Hi,
If you have a Xrite compatible colorimeter you probably can use ‘displaycal’ on Linux to create a color profile, but I don’t think you really need it
What is the build-in correction sensor? Is it an built-in calibration device (colorimeter) and supports self-calibration? And does your monitor support hardware calibration, which means it stores the color mapping table in the monitor hardware?
If both can be answered with an ‘yes’ then you don’t have to boot to windows and create full blown ICC profiles.
I used to think the same, as I have a dell monitor with an built-in colorimeter. But I was wrong, at least partially (see below [1]).

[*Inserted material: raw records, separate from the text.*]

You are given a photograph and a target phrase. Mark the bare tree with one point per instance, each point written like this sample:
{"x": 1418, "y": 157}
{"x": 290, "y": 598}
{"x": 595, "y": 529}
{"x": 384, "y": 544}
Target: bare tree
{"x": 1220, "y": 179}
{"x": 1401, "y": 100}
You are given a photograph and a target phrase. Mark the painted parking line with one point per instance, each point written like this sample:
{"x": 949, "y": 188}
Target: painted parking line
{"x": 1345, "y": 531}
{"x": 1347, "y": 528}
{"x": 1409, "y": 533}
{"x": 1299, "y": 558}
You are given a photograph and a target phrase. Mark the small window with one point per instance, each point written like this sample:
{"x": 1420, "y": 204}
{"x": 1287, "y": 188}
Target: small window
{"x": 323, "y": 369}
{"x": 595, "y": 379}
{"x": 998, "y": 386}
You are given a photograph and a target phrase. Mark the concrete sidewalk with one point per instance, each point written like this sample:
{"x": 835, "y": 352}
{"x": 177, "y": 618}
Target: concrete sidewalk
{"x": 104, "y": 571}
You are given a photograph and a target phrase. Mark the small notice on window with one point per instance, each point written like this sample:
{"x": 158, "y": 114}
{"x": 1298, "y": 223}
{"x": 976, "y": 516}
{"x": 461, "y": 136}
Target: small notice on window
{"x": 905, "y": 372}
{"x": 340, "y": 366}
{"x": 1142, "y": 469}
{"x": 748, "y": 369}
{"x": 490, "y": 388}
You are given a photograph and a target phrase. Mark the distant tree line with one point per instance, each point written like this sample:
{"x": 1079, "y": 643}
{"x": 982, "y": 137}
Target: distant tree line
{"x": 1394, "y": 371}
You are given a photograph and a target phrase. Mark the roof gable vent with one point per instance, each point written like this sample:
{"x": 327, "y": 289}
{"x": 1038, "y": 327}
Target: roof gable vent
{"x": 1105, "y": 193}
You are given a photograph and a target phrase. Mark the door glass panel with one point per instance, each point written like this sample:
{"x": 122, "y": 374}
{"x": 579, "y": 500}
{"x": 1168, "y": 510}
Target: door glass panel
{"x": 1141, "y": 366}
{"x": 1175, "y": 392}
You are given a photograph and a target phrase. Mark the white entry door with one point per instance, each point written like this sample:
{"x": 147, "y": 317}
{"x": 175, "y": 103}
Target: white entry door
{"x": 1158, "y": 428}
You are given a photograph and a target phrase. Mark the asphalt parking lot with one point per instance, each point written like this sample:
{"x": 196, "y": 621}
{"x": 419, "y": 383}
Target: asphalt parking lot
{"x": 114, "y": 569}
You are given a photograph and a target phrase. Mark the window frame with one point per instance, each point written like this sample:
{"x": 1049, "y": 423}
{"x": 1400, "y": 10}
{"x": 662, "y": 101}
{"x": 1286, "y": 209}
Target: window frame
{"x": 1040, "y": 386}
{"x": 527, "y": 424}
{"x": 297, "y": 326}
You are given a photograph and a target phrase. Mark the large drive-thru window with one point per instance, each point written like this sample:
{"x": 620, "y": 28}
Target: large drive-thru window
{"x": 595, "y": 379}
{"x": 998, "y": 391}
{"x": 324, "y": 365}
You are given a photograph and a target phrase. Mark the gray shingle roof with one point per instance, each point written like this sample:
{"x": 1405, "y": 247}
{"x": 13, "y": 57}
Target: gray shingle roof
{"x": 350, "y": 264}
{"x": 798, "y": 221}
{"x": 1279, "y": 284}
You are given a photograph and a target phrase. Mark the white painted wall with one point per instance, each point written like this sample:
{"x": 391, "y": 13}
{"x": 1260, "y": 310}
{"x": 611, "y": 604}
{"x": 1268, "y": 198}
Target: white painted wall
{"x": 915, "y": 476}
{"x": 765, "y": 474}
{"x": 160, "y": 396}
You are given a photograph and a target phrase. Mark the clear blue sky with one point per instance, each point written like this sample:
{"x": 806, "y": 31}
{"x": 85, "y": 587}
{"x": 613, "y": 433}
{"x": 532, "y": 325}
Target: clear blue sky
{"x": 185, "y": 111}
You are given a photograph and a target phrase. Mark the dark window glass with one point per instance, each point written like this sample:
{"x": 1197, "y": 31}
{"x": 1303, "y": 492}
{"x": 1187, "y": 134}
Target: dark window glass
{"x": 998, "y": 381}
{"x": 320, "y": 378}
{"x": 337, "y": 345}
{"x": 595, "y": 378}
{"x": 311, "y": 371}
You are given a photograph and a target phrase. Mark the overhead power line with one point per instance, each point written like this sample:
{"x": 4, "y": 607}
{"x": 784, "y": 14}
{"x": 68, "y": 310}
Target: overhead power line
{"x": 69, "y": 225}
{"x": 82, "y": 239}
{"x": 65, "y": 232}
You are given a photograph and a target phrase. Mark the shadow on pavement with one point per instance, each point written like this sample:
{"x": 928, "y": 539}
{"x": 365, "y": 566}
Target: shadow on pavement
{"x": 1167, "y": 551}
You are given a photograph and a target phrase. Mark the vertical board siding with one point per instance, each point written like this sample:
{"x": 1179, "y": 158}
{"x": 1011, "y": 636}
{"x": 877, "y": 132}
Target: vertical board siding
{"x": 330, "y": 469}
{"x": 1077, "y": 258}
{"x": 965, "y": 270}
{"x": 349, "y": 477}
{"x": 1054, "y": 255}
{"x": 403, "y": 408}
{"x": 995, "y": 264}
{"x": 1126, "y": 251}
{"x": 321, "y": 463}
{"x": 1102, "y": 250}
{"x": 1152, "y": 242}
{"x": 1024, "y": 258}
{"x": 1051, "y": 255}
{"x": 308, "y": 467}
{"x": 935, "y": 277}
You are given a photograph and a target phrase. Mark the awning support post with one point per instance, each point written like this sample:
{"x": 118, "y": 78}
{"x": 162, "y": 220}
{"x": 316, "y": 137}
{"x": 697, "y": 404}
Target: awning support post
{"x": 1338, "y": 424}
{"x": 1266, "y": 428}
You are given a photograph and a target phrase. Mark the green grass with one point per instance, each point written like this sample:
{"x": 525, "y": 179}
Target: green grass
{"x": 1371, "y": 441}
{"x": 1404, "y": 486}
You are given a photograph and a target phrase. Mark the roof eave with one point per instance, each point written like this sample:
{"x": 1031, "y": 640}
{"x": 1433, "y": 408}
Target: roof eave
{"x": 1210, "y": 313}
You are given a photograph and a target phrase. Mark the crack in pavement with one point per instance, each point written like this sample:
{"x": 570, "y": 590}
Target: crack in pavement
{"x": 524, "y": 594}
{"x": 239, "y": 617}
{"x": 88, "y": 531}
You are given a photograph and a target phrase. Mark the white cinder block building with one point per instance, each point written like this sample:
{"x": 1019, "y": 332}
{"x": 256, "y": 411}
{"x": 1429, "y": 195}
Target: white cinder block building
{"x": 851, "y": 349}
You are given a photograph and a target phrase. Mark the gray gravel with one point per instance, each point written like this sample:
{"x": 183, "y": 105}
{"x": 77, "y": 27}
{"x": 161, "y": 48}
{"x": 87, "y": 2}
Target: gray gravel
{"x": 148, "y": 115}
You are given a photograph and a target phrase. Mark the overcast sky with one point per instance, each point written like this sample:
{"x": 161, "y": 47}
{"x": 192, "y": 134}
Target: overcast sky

And ‘yes’ you can do this as you describe, but because your monitor probably stores the calibration data internally you only need an ICC profile that contains the gamut information and not the whole color lookup table.

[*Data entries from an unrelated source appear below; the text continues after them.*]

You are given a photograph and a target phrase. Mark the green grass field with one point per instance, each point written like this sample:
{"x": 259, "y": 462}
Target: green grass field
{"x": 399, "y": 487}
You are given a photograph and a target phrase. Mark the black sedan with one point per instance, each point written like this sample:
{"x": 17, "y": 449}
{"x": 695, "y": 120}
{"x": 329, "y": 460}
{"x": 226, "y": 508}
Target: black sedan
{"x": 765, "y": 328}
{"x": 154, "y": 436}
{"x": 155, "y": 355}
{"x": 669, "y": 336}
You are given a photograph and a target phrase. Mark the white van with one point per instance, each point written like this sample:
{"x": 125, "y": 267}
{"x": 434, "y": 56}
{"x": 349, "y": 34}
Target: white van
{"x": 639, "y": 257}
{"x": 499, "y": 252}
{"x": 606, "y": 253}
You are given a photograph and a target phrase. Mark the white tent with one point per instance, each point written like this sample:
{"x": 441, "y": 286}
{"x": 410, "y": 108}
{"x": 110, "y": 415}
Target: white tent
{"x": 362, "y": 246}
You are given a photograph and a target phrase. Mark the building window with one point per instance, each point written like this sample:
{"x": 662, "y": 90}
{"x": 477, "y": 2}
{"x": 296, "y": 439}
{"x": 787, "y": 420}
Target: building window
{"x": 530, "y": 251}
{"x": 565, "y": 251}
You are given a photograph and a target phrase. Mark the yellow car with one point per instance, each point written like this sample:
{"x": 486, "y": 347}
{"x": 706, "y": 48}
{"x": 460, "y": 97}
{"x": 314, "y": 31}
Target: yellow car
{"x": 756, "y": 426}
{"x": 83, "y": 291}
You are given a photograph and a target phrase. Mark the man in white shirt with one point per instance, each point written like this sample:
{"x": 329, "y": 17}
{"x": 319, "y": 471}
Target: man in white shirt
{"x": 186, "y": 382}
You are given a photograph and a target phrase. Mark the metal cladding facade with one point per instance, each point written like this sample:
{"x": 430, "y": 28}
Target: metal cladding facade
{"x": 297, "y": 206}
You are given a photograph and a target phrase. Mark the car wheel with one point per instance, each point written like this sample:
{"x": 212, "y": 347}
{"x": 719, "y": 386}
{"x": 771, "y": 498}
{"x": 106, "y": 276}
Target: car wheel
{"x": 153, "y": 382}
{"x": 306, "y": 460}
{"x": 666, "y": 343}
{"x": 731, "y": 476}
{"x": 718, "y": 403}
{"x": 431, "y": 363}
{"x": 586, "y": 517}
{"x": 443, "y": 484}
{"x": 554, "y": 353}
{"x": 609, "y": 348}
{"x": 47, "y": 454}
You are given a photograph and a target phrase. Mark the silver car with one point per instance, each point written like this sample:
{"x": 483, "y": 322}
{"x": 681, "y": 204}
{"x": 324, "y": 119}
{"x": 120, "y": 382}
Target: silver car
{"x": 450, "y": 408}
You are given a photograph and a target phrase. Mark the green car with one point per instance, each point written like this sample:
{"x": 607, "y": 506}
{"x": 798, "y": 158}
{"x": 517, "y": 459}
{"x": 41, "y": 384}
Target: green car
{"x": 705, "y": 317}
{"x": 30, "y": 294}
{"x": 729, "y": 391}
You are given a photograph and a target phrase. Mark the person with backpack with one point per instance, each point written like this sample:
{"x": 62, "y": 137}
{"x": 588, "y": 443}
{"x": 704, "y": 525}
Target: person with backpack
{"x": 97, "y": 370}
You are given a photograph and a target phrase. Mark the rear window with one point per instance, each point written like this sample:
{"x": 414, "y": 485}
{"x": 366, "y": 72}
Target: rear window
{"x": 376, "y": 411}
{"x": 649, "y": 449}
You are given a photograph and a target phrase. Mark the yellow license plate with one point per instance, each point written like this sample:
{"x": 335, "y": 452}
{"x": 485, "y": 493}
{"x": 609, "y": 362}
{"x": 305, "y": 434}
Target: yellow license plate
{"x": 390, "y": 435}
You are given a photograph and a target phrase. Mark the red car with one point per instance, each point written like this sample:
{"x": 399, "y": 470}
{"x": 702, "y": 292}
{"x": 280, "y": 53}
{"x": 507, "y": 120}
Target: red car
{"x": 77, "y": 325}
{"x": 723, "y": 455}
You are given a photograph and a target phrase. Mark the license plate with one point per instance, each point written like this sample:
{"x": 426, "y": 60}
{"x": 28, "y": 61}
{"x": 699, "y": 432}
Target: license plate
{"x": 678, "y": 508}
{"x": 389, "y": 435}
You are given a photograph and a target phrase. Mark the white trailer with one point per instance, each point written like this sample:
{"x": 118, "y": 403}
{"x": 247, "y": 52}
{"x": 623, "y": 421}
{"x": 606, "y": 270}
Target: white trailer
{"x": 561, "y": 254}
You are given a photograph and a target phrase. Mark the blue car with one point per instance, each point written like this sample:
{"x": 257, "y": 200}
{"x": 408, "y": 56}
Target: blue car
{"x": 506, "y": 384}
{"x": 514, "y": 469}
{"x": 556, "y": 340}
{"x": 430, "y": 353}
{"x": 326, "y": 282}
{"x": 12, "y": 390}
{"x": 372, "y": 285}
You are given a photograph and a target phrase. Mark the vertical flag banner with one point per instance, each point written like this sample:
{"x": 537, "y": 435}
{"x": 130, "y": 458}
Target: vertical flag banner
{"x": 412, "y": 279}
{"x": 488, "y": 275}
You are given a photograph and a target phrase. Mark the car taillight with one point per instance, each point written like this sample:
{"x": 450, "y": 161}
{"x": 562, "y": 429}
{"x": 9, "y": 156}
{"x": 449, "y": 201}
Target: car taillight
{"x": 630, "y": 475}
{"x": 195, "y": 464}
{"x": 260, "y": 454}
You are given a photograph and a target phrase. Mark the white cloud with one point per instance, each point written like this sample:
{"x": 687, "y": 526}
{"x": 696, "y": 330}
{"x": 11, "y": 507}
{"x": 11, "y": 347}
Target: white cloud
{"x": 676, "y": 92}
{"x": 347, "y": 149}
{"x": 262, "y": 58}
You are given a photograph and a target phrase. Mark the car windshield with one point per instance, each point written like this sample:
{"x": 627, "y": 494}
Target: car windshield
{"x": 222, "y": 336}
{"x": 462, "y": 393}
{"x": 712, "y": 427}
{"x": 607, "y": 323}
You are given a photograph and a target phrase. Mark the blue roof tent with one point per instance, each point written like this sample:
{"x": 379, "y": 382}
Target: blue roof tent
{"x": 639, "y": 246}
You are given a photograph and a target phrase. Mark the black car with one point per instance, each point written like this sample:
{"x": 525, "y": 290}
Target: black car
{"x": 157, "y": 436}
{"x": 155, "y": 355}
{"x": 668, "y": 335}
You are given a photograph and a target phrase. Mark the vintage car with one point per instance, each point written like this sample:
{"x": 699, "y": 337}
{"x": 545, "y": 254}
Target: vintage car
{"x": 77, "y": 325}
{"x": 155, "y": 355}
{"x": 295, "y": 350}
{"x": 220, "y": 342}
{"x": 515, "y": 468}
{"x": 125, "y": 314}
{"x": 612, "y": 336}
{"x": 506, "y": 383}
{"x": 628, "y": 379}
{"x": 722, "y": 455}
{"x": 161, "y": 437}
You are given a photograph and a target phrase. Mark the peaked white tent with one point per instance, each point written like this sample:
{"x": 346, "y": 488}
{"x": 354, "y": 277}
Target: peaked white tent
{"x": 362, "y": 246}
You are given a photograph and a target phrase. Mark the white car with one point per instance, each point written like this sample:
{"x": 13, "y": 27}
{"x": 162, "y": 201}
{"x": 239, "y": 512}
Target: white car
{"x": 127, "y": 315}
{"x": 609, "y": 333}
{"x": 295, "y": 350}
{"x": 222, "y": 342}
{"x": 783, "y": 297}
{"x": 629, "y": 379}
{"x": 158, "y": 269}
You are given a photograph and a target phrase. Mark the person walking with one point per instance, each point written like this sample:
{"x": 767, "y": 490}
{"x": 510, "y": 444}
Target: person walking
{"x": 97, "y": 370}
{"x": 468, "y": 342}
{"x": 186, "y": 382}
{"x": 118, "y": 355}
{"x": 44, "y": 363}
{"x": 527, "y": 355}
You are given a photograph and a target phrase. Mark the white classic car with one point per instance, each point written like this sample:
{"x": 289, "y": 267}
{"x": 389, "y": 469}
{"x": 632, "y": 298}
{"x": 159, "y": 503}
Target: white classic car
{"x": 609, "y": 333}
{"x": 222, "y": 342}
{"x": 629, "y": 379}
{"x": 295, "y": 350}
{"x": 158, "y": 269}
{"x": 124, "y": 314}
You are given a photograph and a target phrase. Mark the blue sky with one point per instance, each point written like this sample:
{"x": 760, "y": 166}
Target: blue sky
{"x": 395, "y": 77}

Thus you can use just a standard AdobeRGB ICC profile, either shipped in the ‘icc-profiles-free’ package or the one linked by @Leniwiec. Just set it up in your Gnome/KDE/Xfce4 color management settings, use ‘system-default’ in darktable and set your monitor to AdobeRGB color-space. As long as all your sRGB jpgs do have embedded color profile information all images will look fine on your monitor.
In the meantime I checked this workflow on multiple machines and all my Images exported from darktable with embedded sRGB profile do always look fine (no color deviations).

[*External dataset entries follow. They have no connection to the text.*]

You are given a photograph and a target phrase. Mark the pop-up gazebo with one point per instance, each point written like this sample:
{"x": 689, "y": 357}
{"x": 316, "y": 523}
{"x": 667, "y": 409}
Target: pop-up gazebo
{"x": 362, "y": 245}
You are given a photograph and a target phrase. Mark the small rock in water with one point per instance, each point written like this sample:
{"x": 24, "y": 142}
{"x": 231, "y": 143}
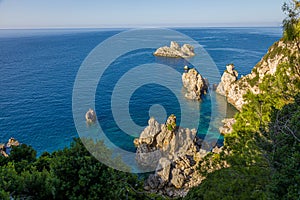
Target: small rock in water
{"x": 175, "y": 51}
{"x": 90, "y": 116}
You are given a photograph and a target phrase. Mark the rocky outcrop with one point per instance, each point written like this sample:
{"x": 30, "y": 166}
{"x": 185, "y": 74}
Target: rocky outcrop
{"x": 194, "y": 84}
{"x": 228, "y": 78}
{"x": 227, "y": 126}
{"x": 90, "y": 116}
{"x": 235, "y": 89}
{"x": 174, "y": 152}
{"x": 175, "y": 51}
{"x": 5, "y": 147}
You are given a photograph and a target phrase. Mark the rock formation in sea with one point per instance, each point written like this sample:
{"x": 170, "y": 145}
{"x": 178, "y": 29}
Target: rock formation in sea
{"x": 234, "y": 89}
{"x": 175, "y": 51}
{"x": 90, "y": 116}
{"x": 4, "y": 147}
{"x": 195, "y": 84}
{"x": 175, "y": 153}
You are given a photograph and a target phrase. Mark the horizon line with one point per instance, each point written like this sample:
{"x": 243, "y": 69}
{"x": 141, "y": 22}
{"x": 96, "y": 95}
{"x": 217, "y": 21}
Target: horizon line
{"x": 143, "y": 26}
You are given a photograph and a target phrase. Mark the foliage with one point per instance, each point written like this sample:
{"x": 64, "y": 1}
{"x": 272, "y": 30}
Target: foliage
{"x": 263, "y": 151}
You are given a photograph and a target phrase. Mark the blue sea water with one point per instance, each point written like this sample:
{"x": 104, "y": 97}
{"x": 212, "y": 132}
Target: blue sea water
{"x": 38, "y": 69}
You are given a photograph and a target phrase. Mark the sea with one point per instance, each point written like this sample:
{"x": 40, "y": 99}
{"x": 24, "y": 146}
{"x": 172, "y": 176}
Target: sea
{"x": 39, "y": 69}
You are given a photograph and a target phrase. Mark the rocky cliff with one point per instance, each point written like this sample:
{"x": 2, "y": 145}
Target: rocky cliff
{"x": 175, "y": 153}
{"x": 194, "y": 84}
{"x": 175, "y": 51}
{"x": 234, "y": 89}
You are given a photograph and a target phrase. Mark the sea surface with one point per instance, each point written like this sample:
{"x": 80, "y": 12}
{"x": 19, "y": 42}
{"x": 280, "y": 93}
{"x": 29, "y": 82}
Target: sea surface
{"x": 38, "y": 69}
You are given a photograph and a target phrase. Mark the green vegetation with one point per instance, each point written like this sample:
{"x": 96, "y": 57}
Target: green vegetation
{"x": 291, "y": 23}
{"x": 264, "y": 149}
{"x": 71, "y": 173}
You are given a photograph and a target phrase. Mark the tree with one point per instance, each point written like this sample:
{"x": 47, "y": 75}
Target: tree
{"x": 291, "y": 23}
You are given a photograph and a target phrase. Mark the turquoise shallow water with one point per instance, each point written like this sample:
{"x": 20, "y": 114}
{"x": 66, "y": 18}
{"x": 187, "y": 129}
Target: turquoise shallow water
{"x": 38, "y": 69}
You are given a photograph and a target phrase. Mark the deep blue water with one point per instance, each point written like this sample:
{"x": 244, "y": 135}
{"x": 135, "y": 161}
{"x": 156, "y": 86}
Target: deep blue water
{"x": 38, "y": 69}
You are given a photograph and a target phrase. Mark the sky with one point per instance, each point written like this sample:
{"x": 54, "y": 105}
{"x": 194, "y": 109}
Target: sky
{"x": 138, "y": 13}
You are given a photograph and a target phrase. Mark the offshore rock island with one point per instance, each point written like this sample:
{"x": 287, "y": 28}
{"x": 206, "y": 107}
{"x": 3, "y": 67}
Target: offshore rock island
{"x": 175, "y": 51}
{"x": 175, "y": 152}
{"x": 234, "y": 89}
{"x": 195, "y": 84}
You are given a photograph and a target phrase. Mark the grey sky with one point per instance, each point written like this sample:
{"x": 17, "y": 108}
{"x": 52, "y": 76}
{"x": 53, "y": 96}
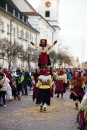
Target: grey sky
{"x": 73, "y": 23}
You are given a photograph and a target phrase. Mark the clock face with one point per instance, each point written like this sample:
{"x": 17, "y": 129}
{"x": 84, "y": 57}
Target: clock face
{"x": 47, "y": 4}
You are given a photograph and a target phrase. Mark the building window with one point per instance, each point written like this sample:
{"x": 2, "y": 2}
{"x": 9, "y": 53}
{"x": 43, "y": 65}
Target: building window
{"x": 47, "y": 14}
{"x": 2, "y": 26}
{"x": 7, "y": 28}
{"x": 14, "y": 32}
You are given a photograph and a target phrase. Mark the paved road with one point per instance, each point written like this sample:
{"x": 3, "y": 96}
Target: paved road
{"x": 25, "y": 115}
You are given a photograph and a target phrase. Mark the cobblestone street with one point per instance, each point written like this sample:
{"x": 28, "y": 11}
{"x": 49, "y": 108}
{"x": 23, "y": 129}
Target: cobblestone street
{"x": 25, "y": 115}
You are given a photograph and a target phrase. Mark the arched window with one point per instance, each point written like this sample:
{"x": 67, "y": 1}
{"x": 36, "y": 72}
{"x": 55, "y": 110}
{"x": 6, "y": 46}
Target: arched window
{"x": 47, "y": 13}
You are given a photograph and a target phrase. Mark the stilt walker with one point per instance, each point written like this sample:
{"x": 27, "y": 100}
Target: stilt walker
{"x": 44, "y": 80}
{"x": 60, "y": 84}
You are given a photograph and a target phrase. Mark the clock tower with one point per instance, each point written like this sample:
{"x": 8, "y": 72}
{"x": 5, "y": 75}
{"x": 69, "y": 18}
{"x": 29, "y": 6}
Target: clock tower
{"x": 49, "y": 9}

If you use very specific, in monitor manually defined, color space the related profile can be generated using ‘displaycal-synthprofile’ from ‘displaycal’ package. Again the only information that is stored in the profile is the gamut: white point, red, green, blue, luminance and gamma. In my dell monitor there are two configuration slots for self defined color-spaces, thus I had to use this process to create matching ICC profiles, but in the end I don’t use those slots as AdobeRGB more than enough for me and provides better compatibility among different systems and software packages. You can find more information about it here: https://www.dell.com/community/Monitors/UP2720Q-ICC-profiles-for-Linux-or-Mac/m-p/8179908#M141056
On the other hand, if you use an ICC profile with color lookup table on a self calibrating monitor you end up with double correction of the color data, by the system first and then by the monitor later. This certainly isn’t what you want.
[1] The calibration verification data for self-calibrating monitors is only necessary to validate the deviation between color-space definition and the actual colors displayed by your monitor. If the deviation is negligible the gamut information in the ICC profile is all you need. OTOH if the deviation starts to grow, you’ll need to calibrate your monitor, with for example ‘displaycal’, and create a proper ICC profile with a lookup-table.